その際にスピード、調性、ループの長さ、オクターブ、グルーブが3連符やスイング、シンコペーション、レガートなどフレーズの性格をそれぞれのスイッチを押すことでマイナーチェンジできます。メロディの雰囲気が明るい、暗い、シンプル、複雑かなども設定できます。また、画面下のコード設定画面では4つのコード進行を指定し、それぞれのメロディの性格やピッチ、フレーズの反転などを設定することによって微調整できます。コード進行は7thとディミニッシュまでと大変シンプル。
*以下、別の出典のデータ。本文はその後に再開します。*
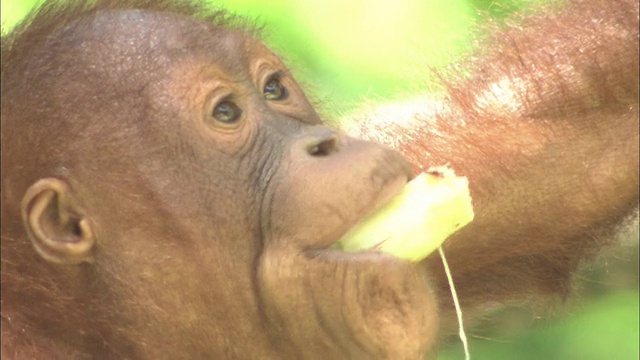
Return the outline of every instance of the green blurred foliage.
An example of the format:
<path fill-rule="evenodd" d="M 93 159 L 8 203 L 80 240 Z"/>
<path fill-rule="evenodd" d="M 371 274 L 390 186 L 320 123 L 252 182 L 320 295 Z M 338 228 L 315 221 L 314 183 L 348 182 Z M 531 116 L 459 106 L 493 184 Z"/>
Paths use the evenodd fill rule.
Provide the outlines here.
<path fill-rule="evenodd" d="M 264 25 L 265 42 L 283 55 L 323 112 L 337 117 L 363 102 L 431 89 L 430 69 L 469 51 L 475 22 L 483 16 L 504 19 L 532 1 L 536 0 L 210 2 Z M 2 1 L 2 32 L 34 3 Z M 637 236 L 630 235 L 633 251 L 623 249 L 625 254 L 609 258 L 611 264 L 587 273 L 587 279 L 600 285 L 586 286 L 584 301 L 566 317 L 539 321 L 527 320 L 528 313 L 523 316 L 522 311 L 498 314 L 493 328 L 469 332 L 472 358 L 638 359 Z M 440 359 L 462 356 L 453 339 Z"/>

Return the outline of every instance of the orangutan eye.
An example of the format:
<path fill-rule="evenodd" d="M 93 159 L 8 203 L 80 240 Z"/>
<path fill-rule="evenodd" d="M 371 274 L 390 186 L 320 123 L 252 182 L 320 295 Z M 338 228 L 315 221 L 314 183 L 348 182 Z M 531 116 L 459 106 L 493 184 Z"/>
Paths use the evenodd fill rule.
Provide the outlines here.
<path fill-rule="evenodd" d="M 235 125 L 240 120 L 242 110 L 235 103 L 225 100 L 218 104 L 211 116 L 224 125 Z"/>
<path fill-rule="evenodd" d="M 282 100 L 287 97 L 287 89 L 274 77 L 264 86 L 264 98 L 267 100 Z"/>

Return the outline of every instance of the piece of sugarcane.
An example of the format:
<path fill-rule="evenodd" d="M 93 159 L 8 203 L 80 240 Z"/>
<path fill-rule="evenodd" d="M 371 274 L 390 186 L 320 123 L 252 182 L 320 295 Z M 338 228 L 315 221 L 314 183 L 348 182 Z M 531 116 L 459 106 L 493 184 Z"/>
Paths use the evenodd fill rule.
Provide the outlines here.
<path fill-rule="evenodd" d="M 418 262 L 473 220 L 466 177 L 446 166 L 411 180 L 333 245 L 344 252 L 380 251 Z"/>

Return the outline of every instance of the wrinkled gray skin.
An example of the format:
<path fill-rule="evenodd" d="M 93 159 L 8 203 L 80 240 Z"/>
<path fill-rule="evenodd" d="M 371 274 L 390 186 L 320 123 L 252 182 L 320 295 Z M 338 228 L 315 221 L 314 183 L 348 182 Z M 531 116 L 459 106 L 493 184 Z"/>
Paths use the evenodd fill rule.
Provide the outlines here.
<path fill-rule="evenodd" d="M 433 354 L 456 327 L 437 256 L 327 249 L 411 169 L 469 179 L 476 217 L 444 245 L 467 320 L 564 298 L 637 213 L 637 1 L 532 15 L 446 96 L 357 117 L 411 167 L 323 125 L 242 30 L 72 18 L 3 38 L 3 359 Z"/>
<path fill-rule="evenodd" d="M 66 295 L 22 316 L 24 294 L 3 302 L 8 328 L 47 328 L 28 339 L 32 353 L 9 340 L 3 353 L 363 359 L 431 346 L 423 268 L 326 250 L 412 178 L 409 165 L 325 126 L 261 43 L 184 16 L 112 11 L 40 50 L 47 65 L 28 65 L 29 87 L 3 95 L 18 114 L 9 121 L 39 144 L 3 152 L 15 170 L 3 196 L 15 205 L 26 193 L 21 215 L 43 258 L 31 272 Z M 274 74 L 286 96 L 267 100 Z M 212 116 L 223 101 L 238 119 Z"/>

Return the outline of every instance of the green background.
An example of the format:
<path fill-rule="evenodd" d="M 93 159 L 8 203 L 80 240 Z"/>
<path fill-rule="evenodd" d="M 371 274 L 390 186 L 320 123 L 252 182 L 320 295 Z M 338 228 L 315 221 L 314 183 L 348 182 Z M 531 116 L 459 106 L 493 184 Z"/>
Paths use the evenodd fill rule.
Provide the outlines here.
<path fill-rule="evenodd" d="M 2 1 L 5 33 L 35 1 Z M 526 1 L 223 0 L 266 25 L 265 42 L 283 55 L 303 87 L 337 118 L 363 104 L 402 99 L 430 87 L 429 69 L 461 57 L 473 26 L 500 20 Z M 574 306 L 551 316 L 505 309 L 468 331 L 480 359 L 638 359 L 638 234 L 581 277 Z M 462 359 L 455 338 L 440 359 Z"/>

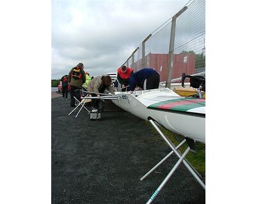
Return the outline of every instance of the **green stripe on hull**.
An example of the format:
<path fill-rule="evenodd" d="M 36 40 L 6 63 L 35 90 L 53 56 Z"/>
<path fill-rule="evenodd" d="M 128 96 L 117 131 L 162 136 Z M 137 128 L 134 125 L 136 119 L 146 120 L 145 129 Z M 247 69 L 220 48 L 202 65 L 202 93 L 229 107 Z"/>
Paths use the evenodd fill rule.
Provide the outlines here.
<path fill-rule="evenodd" d="M 205 106 L 205 99 L 185 98 L 156 103 L 150 105 L 148 108 L 186 112 L 192 108 Z"/>

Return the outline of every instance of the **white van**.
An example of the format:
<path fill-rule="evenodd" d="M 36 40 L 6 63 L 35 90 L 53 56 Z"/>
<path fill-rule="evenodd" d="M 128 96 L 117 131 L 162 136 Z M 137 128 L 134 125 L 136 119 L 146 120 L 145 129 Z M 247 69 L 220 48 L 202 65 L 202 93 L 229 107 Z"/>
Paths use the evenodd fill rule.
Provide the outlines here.
<path fill-rule="evenodd" d="M 117 80 L 117 74 L 116 72 L 109 72 L 106 73 L 105 75 L 109 75 L 111 78 L 112 82 Z"/>

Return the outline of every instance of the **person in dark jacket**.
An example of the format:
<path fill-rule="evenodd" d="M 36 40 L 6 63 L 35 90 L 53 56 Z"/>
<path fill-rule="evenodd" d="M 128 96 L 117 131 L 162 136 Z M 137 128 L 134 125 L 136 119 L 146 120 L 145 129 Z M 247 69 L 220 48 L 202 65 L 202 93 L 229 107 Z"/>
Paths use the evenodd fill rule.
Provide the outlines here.
<path fill-rule="evenodd" d="M 82 89 L 83 84 L 85 82 L 86 76 L 83 63 L 78 64 L 76 67 L 71 69 L 68 73 L 68 82 L 70 83 L 70 106 L 74 107 L 75 99 L 81 101 L 80 91 Z"/>
<path fill-rule="evenodd" d="M 143 90 L 155 89 L 159 87 L 159 74 L 152 68 L 143 68 L 134 73 L 128 80 L 127 91 L 138 87 Z"/>
<path fill-rule="evenodd" d="M 62 96 L 66 100 L 68 99 L 68 75 L 65 75 L 60 79 L 62 82 Z"/>
<path fill-rule="evenodd" d="M 132 74 L 133 69 L 126 67 L 125 65 L 117 69 L 117 80 L 121 84 L 122 91 L 125 91 L 126 89 L 124 89 L 124 87 L 128 85 L 128 80 Z"/>

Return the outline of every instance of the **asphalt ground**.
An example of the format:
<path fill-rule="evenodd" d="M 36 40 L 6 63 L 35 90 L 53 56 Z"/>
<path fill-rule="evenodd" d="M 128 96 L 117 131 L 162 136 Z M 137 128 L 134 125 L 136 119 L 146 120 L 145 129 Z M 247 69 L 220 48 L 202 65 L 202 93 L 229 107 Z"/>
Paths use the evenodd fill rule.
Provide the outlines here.
<path fill-rule="evenodd" d="M 60 96 L 60 97 L 58 97 Z M 102 120 L 77 118 L 68 100 L 52 93 L 52 203 L 146 203 L 178 160 L 145 121 L 106 103 Z M 90 108 L 90 107 L 88 107 Z M 205 191 L 182 164 L 152 203 L 205 203 Z"/>

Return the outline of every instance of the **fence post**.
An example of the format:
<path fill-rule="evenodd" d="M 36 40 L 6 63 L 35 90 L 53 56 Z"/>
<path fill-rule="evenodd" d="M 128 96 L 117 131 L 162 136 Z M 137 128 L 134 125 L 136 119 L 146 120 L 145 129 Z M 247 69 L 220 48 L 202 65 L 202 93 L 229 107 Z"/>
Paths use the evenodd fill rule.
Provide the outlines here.
<path fill-rule="evenodd" d="M 134 53 L 139 49 L 139 47 L 137 47 L 134 51 L 132 53 L 132 66 L 131 68 L 134 69 Z"/>
<path fill-rule="evenodd" d="M 142 41 L 142 68 L 145 68 L 145 43 L 152 36 L 152 34 L 150 34 L 145 40 Z"/>
<path fill-rule="evenodd" d="M 174 39 L 175 37 L 176 19 L 187 9 L 188 6 L 184 7 L 172 18 L 171 37 L 170 39 L 169 45 L 169 63 L 167 71 L 167 80 L 165 83 L 165 87 L 169 89 L 171 89 L 172 71 L 172 68 L 173 67 Z"/>

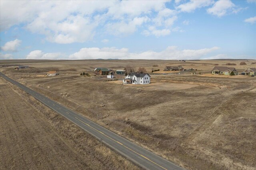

ドラッグすることでコードブロックを並び替えることも可能です。

パッドを再び押すと別のフレーズが再生成されますが、前のフレーズはバンクにしっかり残っています。
作ったフレーズはバンクにリストで表示されるのでそれぞれ再生ボタンで確認することができるのですが、簡単な内蔵音源が用意されているのでこのプラグインだけで様々な音色の音を確認することができます。雰囲気確認のためのエフェクトもついています。バンクはお気に入り登録をすることでいつでもお気に入りのフレーズを探すこともできます。ざっと機能はこれだけです。大変シンプルで単純明快です。


作ったフレーズはバンクのリストからドラッグアンドドロップでMIDIファイルとしてDAWに貼り付けられます。また、DAWの音源トラックにMIDIルーティングして、リアルタイムでMIDIフレーズを送信することも可能です。